Akbar, who is a member of the Pakistan Muslim League (PML-N), the party of Nawaz Sharif, a former prime-minister, was reportedly injured in the attack.
Kamal Hyder, Al Jazeera's correspondent in the capital Islamabad, said: "At the time of the attack, about 100 people had gathered at his native village because of the Eid holidays and also because politicians hold open meetings with people.
"We are told that this area has been the scene of sectarian violence.
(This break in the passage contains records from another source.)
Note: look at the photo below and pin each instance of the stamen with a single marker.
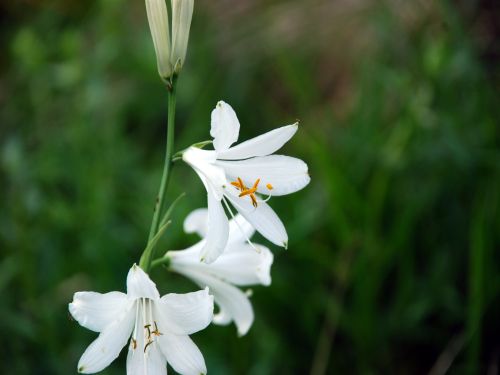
(238, 225)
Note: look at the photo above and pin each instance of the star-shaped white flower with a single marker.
(240, 265)
(236, 174)
(158, 328)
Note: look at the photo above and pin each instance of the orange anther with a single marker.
(254, 200)
(248, 192)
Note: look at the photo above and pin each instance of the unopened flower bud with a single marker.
(158, 24)
(182, 13)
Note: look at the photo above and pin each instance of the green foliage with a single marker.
(393, 246)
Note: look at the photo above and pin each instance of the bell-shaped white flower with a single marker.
(237, 174)
(239, 265)
(158, 328)
(170, 55)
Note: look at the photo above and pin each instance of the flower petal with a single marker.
(262, 217)
(218, 231)
(240, 230)
(243, 265)
(139, 285)
(225, 126)
(96, 311)
(182, 354)
(197, 222)
(262, 145)
(233, 303)
(106, 348)
(188, 313)
(202, 161)
(286, 174)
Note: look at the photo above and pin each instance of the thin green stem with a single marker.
(159, 261)
(145, 262)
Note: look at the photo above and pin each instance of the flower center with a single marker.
(144, 315)
(244, 191)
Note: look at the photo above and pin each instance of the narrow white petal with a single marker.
(262, 145)
(197, 222)
(182, 354)
(225, 126)
(218, 231)
(106, 348)
(286, 174)
(262, 217)
(158, 24)
(96, 311)
(185, 314)
(182, 13)
(139, 285)
(233, 303)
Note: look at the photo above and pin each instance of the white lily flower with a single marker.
(236, 174)
(158, 328)
(170, 55)
(239, 265)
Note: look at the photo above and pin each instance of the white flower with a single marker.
(239, 265)
(158, 328)
(170, 56)
(236, 174)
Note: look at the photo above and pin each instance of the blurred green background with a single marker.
(393, 264)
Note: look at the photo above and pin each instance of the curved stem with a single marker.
(159, 261)
(145, 261)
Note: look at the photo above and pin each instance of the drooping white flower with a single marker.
(170, 55)
(236, 174)
(158, 328)
(239, 265)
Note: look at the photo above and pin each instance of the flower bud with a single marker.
(158, 24)
(182, 13)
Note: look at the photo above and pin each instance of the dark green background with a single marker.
(393, 264)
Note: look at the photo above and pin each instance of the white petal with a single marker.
(262, 217)
(218, 231)
(225, 126)
(139, 285)
(243, 265)
(151, 362)
(144, 358)
(202, 161)
(233, 303)
(188, 313)
(106, 348)
(182, 354)
(197, 222)
(286, 174)
(96, 311)
(240, 230)
(262, 145)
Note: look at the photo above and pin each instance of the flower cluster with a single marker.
(239, 181)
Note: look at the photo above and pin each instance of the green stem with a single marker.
(145, 261)
(159, 261)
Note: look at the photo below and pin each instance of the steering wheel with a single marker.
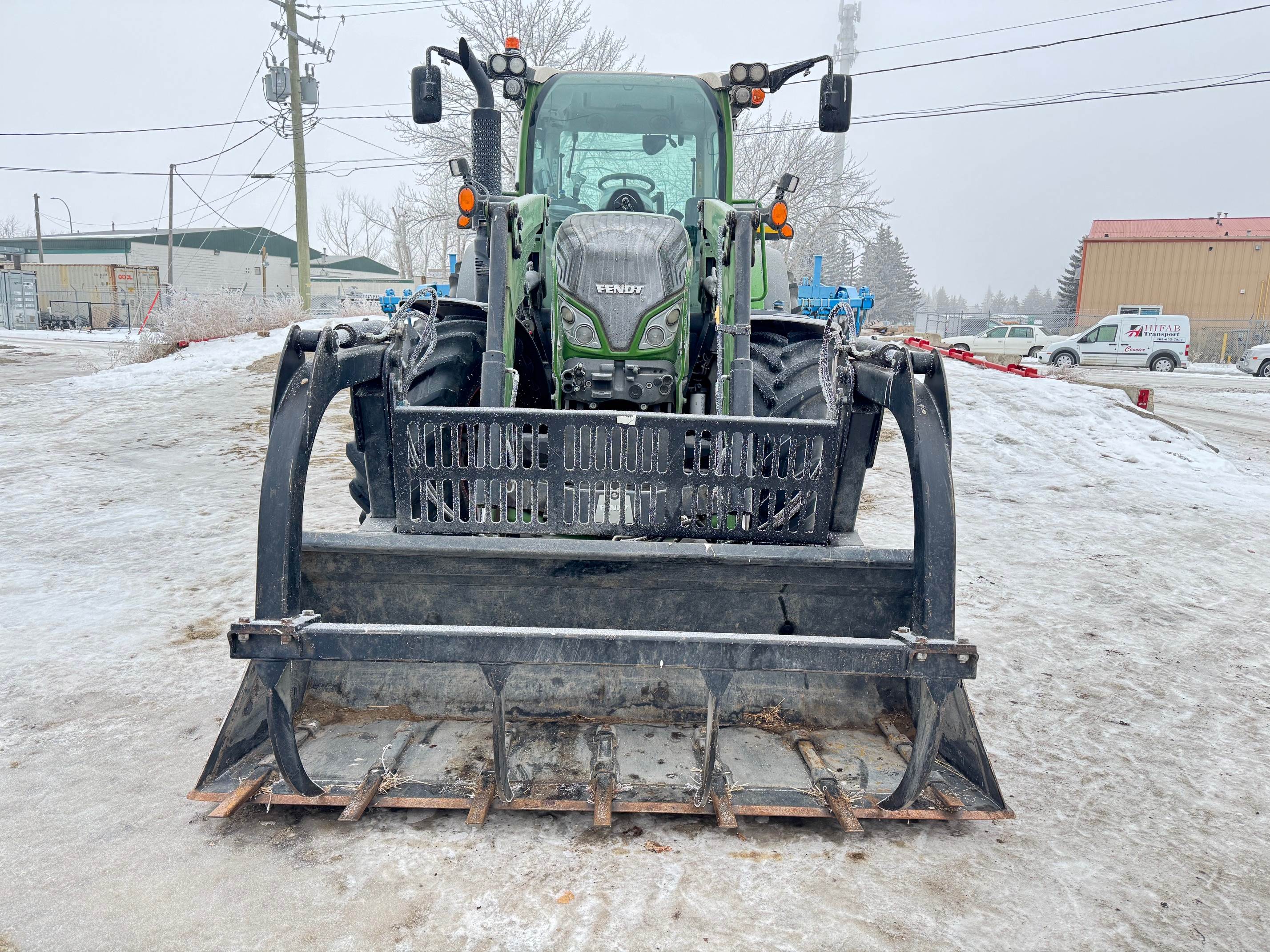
(625, 177)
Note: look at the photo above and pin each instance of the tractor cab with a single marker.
(625, 143)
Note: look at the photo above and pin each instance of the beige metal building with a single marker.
(1216, 271)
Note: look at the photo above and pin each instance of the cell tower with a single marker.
(845, 54)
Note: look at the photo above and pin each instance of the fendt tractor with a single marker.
(607, 559)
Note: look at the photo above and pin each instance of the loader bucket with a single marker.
(606, 613)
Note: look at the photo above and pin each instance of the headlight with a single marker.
(578, 329)
(661, 330)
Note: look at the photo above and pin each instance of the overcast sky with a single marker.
(993, 200)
Only last week a suicide bomber had been arrested here.
"Parts of the Punjab have now become hubs of activity by certain organisation s which have been banned and the government has been hunting them down.
"So there is likely [there was] a sectarian element here."
Raja Zafarul-Huq, chairman of the PML-N, told Al-Jazeera: "The incidents are increasing and the government is finding it difficult to control them, because they have not as yet evolved a national strategy where everybody is on board.
Zafarul-Hug said that a unified approach, whereby all parties come together to devise a strategy, was possible as innocent people were being caught up in the violence and the government seemed to be "totally helpless".
The PML-N formally left Pakistan's ruling coalition last month.
Punjab is Pakistan's most populous and prosperous province.
It has not been subject to the significant waves of violence that have hit other areas of the nation, for instance in the northern border regions with Afghanistan.
However, the Punjab is only 40 km away from the violence-prone North West Frontier Province, on the border with Afghanistan.